Community advocates have launched a scathing attack on Hazelwood owner ENGIE after it failed to outline its fire preparedness plan ahead of what the CFA predicts will be one of worst fire seasons in a decade.
Last week the CFA warned Gippsland's fire season could be brought forward to as early as September, and given the low rainfall and dry conditions, south-eastern Victoria could be in for one of its harshest summers in 10 years.
But despite the CFA's warning, ENGIE has failed to respond to questions about its fire protection protocols and plans in place in the event of a fire which has drawn outrage community members far and wide.
The company is also yet to confirm whether it will comply with an Earth Resources Regulation ruling to redeploy fire protection staff in its mine by September 1 after pulling employees off the site in June.
Morwell and District Community Recovery Committee chair Carolyne Boothman slammed ENGIE over its lack of communication with the community and said Morwell was "very concerned" about the lack of "forthcoming information and fire monitoring in the mine".
"It's essential and not negotiable given their history to ensure ongoing monitoring and fire protection. The community do not have trust in ENGIE in their capacity to manage or respond to an event such as a fire," Ms Boothman said.
"We want them to ensure there is ongoing monitoring and that includes thermal imaging and staff available at all times. Currently our concerns aren't being heard."
The recovery committee was formed in the wake of the 2014 mine fire and is made up of representatives from Latrobe City Council, Advance Morwell and a number of community organisations and schools.
"The biggest problem for Morwell is that we're surrounded by plantations, two coal mines and on the day of the actual 2014 fire, we were gridlocked," Mr Boothman said.
"I'm very concerned about the weather and how dry it is ... it reminds me of conditions in the lead up to Black Saturday."
The company met with the Earth Resources Regulation, CFA, WorkSafe and EPA last week to discuss appropriate fire management staffing levels in the mine during what ENGIE described as a "constructive discussion".
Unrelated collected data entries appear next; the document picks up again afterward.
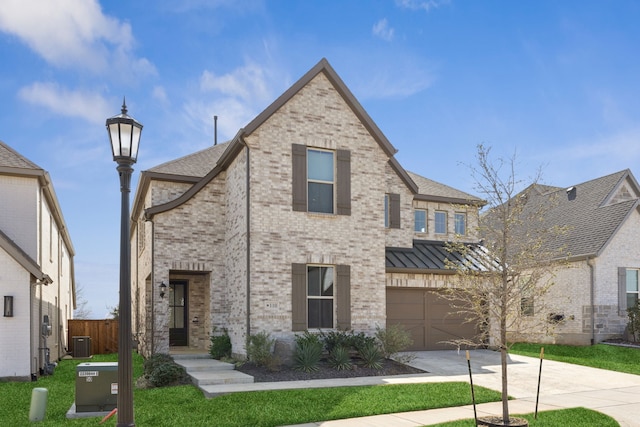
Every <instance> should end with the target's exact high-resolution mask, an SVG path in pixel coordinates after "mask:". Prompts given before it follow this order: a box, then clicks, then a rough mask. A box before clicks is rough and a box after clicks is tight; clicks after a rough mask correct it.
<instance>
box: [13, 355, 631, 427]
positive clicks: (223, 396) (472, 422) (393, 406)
mask: <svg viewBox="0 0 640 427" xmlns="http://www.w3.org/2000/svg"><path fill="white" fill-rule="evenodd" d="M540 347H541V345H539V344H535V345H534V344H516V345H515V346H514V347H513V349H512V353H514V354H523V355H527V356H533V357H538V356H539V354H540ZM544 348H545V358H547V359H552V360H559V361H564V362H569V363H576V364H580V365H586V366H593V367H598V368H603V369H610V370H615V371H620V372H627V373H633V374H640V349H635V348H625V347H616V346H609V345H596V346H592V347H572V346H558V345H545V346H544ZM116 360H117V355H109V356H94V358H93V360H92V361H93V362H110V361H116ZM81 362H83V361H74V360H64V361H62V362H60V363H59V365H58V367H57V368H56V371H55V374H54V375H52V376H49V377H43V378H40V379H39V380H38V381H37V382H27V383H0V402H1V403H0V425H5V426H12V427H13V426H30V425H33V424H30V423H29V421H28V417H29V405H30V401H31V391H32V389H33V388H35V387H43V388H46V389H47V390H48V391H49V399H48V406H47V415H46V418H45V421H44V422H41V423H39V424H37V425H40V426H43V427H48V426H96V425H99V421H100V420H99V419H97V418H89V419H81V420H68V419H67V418H66V413H67V411H68V410H69V408H70V407H71V404H72V403H73V401H74V399H75V377H76V365H77V364H78V363H81ZM140 375H142V358H141V357H139V356H138V355H134V377H135V378H137V377H139V376H140ZM475 392H476V401H477V402H478V403H481V402H488V401H498V400H499V399H500V394H499V393H498V392H496V391H491V390H487V389H483V388H481V387H475ZM134 401H135V403H134V404H135V421H136V424H137V425H139V426H181V425H184V426H213V425H215V426H249V425H250V426H256V427H257V426H278V425H290V424H301V423H306V422H313V421H323V420H332V419H342V418H351V417H361V416H367V415H374V414H383V413H396V412H405V411H415V410H424V409H432V408H440V407H449V406H459V405H468V404H470V403H471V396H470V390H469V385H468V384H467V383H429V384H406V385H385V386H369V387H339V388H324V389H303V390H284V391H264V392H247V393H233V394H228V395H225V396H220V397H217V398H214V399H205V398H204V396H203V395H202V393H201V392H200V391H199V390H198V389H197V388H195V387H193V386H179V387H171V388H156V389H144V390H143V389H136V390H135V392H134ZM527 417H530V416H527ZM529 419H530V420H531V419H532V418H529ZM460 423H461V424H447V426H458V427H460V426H471V425H473V421H469V420H466V421H461V422H460ZM115 424H116V417H115V416H114V417H112V418H111V419H109V420H108V421H106V422H105V423H104V424H103V425H104V426H114V425H115ZM556 425H563V426H583V425H598V426H616V425H617V423H615V421H612V420H611V419H609V418H608V417H606V416H604V415H602V414H600V413H597V412H594V411H589V410H586V409H570V410H563V411H553V412H548V413H541V414H539V419H538V420H536V421H532V422H531V426H532V427H544V426H556Z"/></svg>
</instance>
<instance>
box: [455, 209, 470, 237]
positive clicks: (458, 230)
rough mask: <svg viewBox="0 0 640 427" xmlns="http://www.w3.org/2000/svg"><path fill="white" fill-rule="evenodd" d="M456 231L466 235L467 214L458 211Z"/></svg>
mask: <svg viewBox="0 0 640 427" xmlns="http://www.w3.org/2000/svg"><path fill="white" fill-rule="evenodd" d="M454 218H455V233H456V234H461V235H465V234H467V214H466V213H459V212H456V214H455V217H454Z"/></svg>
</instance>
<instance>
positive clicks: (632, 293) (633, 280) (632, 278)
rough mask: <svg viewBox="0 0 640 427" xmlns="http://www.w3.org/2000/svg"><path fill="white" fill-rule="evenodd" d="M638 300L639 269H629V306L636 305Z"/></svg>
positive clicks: (628, 290)
mask: <svg viewBox="0 0 640 427" xmlns="http://www.w3.org/2000/svg"><path fill="white" fill-rule="evenodd" d="M637 302H638V270H635V269H627V308H632V307H635V306H636V304H637Z"/></svg>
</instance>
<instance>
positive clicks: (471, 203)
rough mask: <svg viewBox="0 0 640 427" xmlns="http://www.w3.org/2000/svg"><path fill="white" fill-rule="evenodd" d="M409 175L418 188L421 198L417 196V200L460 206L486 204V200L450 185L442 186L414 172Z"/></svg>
mask: <svg viewBox="0 0 640 427" xmlns="http://www.w3.org/2000/svg"><path fill="white" fill-rule="evenodd" d="M407 173H408V174H409V177H411V179H412V180H413V182H415V183H416V185H417V186H418V194H419V196H416V198H417V199H425V200H430V201H441V202H449V203H460V204H476V205H484V204H485V201H484V200H482V199H480V198H478V197H476V196H474V195H471V194H469V193H465V192H464V191H460V190H457V189H455V188H453V187H449V186H448V185H445V184H441V183H439V182H437V181H433V180H431V179H429V178H425V177H423V176H420V175H418V174H416V173H413V172H407ZM424 196H427V197H424Z"/></svg>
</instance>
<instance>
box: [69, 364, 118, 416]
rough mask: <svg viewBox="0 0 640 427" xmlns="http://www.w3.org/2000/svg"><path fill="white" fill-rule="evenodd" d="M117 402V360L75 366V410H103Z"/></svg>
mask: <svg viewBox="0 0 640 427" xmlns="http://www.w3.org/2000/svg"><path fill="white" fill-rule="evenodd" d="M117 403H118V362H94V363H91V362H87V363H80V364H79V365H78V366H76V412H103V411H111V410H113V409H115V407H116V405H117Z"/></svg>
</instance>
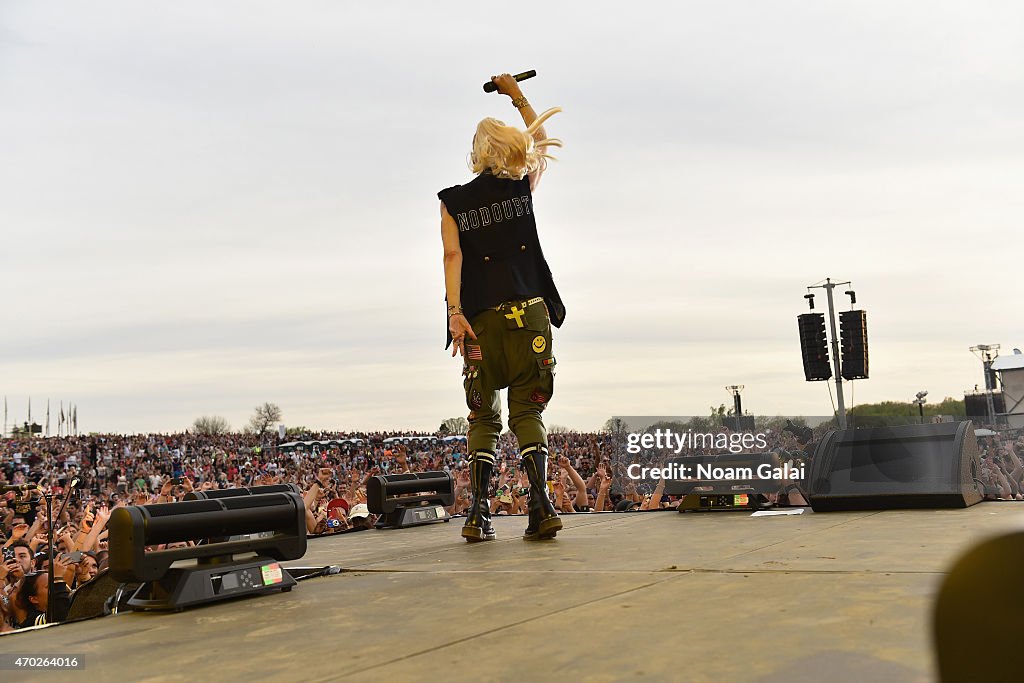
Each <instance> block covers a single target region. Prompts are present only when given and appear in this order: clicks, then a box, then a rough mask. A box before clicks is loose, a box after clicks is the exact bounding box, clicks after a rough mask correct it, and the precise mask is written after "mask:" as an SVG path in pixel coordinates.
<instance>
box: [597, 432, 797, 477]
mask: <svg viewBox="0 0 1024 683" xmlns="http://www.w3.org/2000/svg"><path fill="white" fill-rule="evenodd" d="M611 427H612V429H611V430H610V431H611V434H612V438H613V439H614V440H615V441H616V447H615V449H614V453H615V456H614V457H613V458H612V467H613V470H614V472H615V474H616V475H617V476H620V477H623V478H625V479H626V480H628V481H632V482H634V484H639V483H640V482H648V483H655V482H657V481H659V480H663V479H665V480H689V481H693V480H702V481H744V480H745V481H753V480H757V479H760V480H771V481H778V482H779V483H784V482H794V481H800V480H803V479H805V478H806V465H805V462H806V455H807V451H808V444H810V443H812V441H813V431H812V429H811V428H810V427H808V426H807V425H806V424H805V423H804V421H803V420H801V419H787V418H772V419H770V420H766V421H764V422H763V423H762V424H757V425H756V424H755V421H754V419H753V418H744V419H743V420H742V421H741V422H739V423H738V424H737V423H736V421H735V420H733V419H731V418H728V417H726V418H725V419H724V420H720V421H718V422H713V421H711V420H709V419H708V418H649V417H648V418H613V419H612V422H611Z"/></svg>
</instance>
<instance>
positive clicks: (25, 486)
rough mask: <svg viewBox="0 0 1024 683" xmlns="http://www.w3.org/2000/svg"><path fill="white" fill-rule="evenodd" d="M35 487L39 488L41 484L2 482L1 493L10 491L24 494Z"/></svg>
mask: <svg viewBox="0 0 1024 683" xmlns="http://www.w3.org/2000/svg"><path fill="white" fill-rule="evenodd" d="M33 488H39V484H37V483H19V484H17V485H9V484H0V494H7V493H10V492H15V493H18V494H24V493H25V492H27V490H32V489H33Z"/></svg>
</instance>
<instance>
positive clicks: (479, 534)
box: [462, 451, 495, 543]
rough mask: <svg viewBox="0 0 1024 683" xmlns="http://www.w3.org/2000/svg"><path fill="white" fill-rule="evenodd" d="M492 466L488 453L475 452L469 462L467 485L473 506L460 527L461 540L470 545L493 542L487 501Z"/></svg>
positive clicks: (493, 534)
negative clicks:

In a statement, an ENGIE in Australia spokeswoman said the community should be "confident of our fire preparedness measures" and that it could "be reassured that no fire protection equipment has been removed from the mine".
"ENGIE may have left the equipment in the mine but there are no staff there to use it and to protect the mine," Voices of the Valley president Wendy Farmer said.
"It means the equipment is useless if there is nobody there to use it straight away."
CFMEU mining and energy division state secretary Geoff Dyke agreed and said ENGIE was "shirking its responsibility to manage the risk of fire and putting it onto the CFA".
"Given that it didn't have much fire equipment when it the Morwell fire started in 2014, how much has been added since?" Mr Dyke said.
"At that stage they had a full workforce to respond ... but now as far as I know the only workers in the mine are on day shift so there's no one there at night.
"They've got two fire trucks on-site which carry 3000 litres of water but if a fire truck goes down the mine to respond to a fire, it's going to run out in less than 20 minutes. Unless you've got a full crew ... your response will be pretty short-lived."